Ai-je vraiment une famille ? Je viens d'affirmer que j'en avais une pourtant. Mais est-ce vraiment une famille ? Ici, la vie si dure, qu'il m'arrive d'en pleurer. Je pleures de désespoir. Au final, je pense que ... si je voulais que mon père revienne, si je désespérais de le revoir un jour ce n'était pas vraiment parce qu'il me manquait : mes souvenirs de lui sont flous. NON, non, la vérité  c'est que c'est uniquement parce que je n'en peux plus de cette vie. Vide de sens, de couleurs, et surtout de joie. J'ai quinze ans aujourd'hui et je ne me rappelles pas une journée ou un moment où j'ai pu être heureuse, enfermée dans ces quatre murs. Nous avons tous des horaires strictes, nous mangeons à une heure précise, nous n'avons pas le droit de manger pendant qu'on mange, pareil pendant les cours. Les chambres sont individuelles, nous ne pouvons pas nous retrouver dans nos chambres : toutes réunions est strictement interdit et sanctionné sévèrement. La liberté n'est pas présente ici. Elle nous est enlevée parce que nous sommes toutes orphelines. Nous n'avons pas le droit de rigoler ensemble, ni de savoir nos prénoms : les professeurs nous appellent par des pseudonymes. 
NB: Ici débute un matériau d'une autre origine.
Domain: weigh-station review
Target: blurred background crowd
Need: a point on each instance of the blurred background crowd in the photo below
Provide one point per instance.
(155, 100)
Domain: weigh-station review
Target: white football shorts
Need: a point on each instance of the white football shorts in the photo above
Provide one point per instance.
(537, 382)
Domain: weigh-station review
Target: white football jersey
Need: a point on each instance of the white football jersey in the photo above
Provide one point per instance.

"Lira, à partir de maintenant, c'est ton prénom. Tu ne t'appelles plus Alexandra Wait mais Lira. Compris ?" m'avait dit Mme Chape, un jour.  

Qu'étais-je supposé répondre ? J'ai dit oui, comme toujours. Aux yeux de tous je suis Lira mais au fond je sais qu'il n'y a qu'Alexandra Wait. Lira ce n'est pas moi. 

Mais aujourd'hui tout va changer.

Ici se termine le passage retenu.